The different logistics management mechanisms and
market entities are connected via e-commerce network
platform, and to break all sorts of market barriers in
APEL. And it changes the traditional vertical
organization structure to a flat organization structure.
According to integrated management the logistics
transportation, warehousing, distribution, circulation
processing, suppliers, customers and other related
subjects of multilevel, much way and much entities
mode, which help to construct efficient APEL
distribution chain and improve the overall coordinated
quick response ability.
B. Collaboration Management Mechanisms of
Distribution Task
In e-commerce, the demand on quick response
between supplier and demander interacts with
accompanying cost, service, function and quality. It
should improve the quick response and collaborative
optimization capabilities of logistics system from system
point of view on the basis of the mechanisms
management on agricultural products distribution task.
Thereby, the distribution task coordination operation
management norms and mechanisms formed accordingly.
The typical quick response task collaborative
management mechanisms in APEL are shown as the
following.
1) Flexible Matching Mechanism
The quick response distribution task collaboration
management in APEL is a dynamic alliance. It creates
value rely on collaborative services of distribution task
alliance. On the basis of entities selection on quick
response distribution task, it can be constructed as a
flexible distribution task management continuum with
efficient, seamless integration according to the scientific
design of docking strategy and management mechanisms
in all distribution tasks collaborative subjects. First, the
craft center of distribution task is responsible for
decomposing the distribution task, processing plan and
design, delivery time quota and lead time management.
Then, the distribution task convergence center organizes
distribution task cohesion, execution process, optimizes
response time and service, function, quality, cost, etc.
Finally, the flexible response mechanisms are established
combing with e-commerce model of agricultural products
and agricultural production, supply policies, and docking
standards and system parameters of distribution services
organization under the support of modern logistics
information technologies.
2) Dynamic Equilibrium Mechanism
The quick response distribution task synergy of
agricultural products e-commerce is a comprehensive
game in a state of multiagent, multilink and multifactor
constraints. It presents a many-to-many condition as a
whole. And its management level is various and complex.
However, in order to achieve a win-win situation in
participates involved, there must be inevitable exists
confrontation and compromise, which reflects three
dynamic equilibrium mechanisms about power balance,
organization balance inside and organizations outside of
distribution task. The power balance mechanism of
distribution task refers to the organization members hold
in their desires spontaneously and lead to tissue
homeostasis based on their own interests. The
organization balance mechanism inside refers to the
internal mechanism of power allocation equilibrium. The
organizations balance mechanism outside refers to the
dynamic balance between organizations and their
relationships.
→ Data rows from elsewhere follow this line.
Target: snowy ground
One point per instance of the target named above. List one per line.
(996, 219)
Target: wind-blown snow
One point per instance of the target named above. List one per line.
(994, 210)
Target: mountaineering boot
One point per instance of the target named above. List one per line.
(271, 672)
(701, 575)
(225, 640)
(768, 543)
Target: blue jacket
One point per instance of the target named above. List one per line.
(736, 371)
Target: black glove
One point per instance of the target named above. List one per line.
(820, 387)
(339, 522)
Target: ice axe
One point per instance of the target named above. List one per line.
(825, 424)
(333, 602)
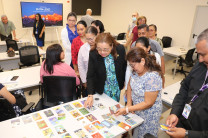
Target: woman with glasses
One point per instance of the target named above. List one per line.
(68, 34)
(83, 55)
(106, 68)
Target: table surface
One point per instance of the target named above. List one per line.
(28, 77)
(171, 91)
(63, 120)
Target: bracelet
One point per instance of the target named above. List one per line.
(127, 110)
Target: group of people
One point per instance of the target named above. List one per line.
(104, 67)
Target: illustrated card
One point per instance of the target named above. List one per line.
(97, 135)
(130, 122)
(60, 129)
(107, 124)
(27, 119)
(68, 107)
(91, 118)
(114, 108)
(90, 128)
(75, 113)
(98, 125)
(83, 111)
(42, 124)
(36, 116)
(124, 126)
(48, 133)
(80, 133)
(48, 113)
(77, 105)
(53, 120)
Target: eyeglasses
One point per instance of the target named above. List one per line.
(104, 50)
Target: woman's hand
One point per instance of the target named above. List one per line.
(89, 101)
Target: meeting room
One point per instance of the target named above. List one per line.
(103, 68)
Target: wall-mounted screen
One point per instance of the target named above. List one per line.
(51, 13)
(80, 6)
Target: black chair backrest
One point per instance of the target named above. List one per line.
(12, 44)
(166, 40)
(121, 36)
(189, 57)
(29, 55)
(58, 89)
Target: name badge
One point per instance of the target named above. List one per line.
(186, 111)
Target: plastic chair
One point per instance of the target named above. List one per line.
(56, 90)
(29, 55)
(12, 44)
(166, 40)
The dynamic equilibrium of quick response
distribution task based on time-based competition
connects this three balancing mechanisms with lead time
from the whole, and coordinate internal and external,
straighten out the vertical and horizontal relations of the
power.
3) Resources Allocation Mechanism
The quick response in APEL is a special,
comprehensive logistics activities taking sorting and
distribution as main means. Its timely delivery and arrival
are primary purpose[8]. Faced with this complex
distribution system, how to ensure full and effective
utilization of the delivery task resource requirements?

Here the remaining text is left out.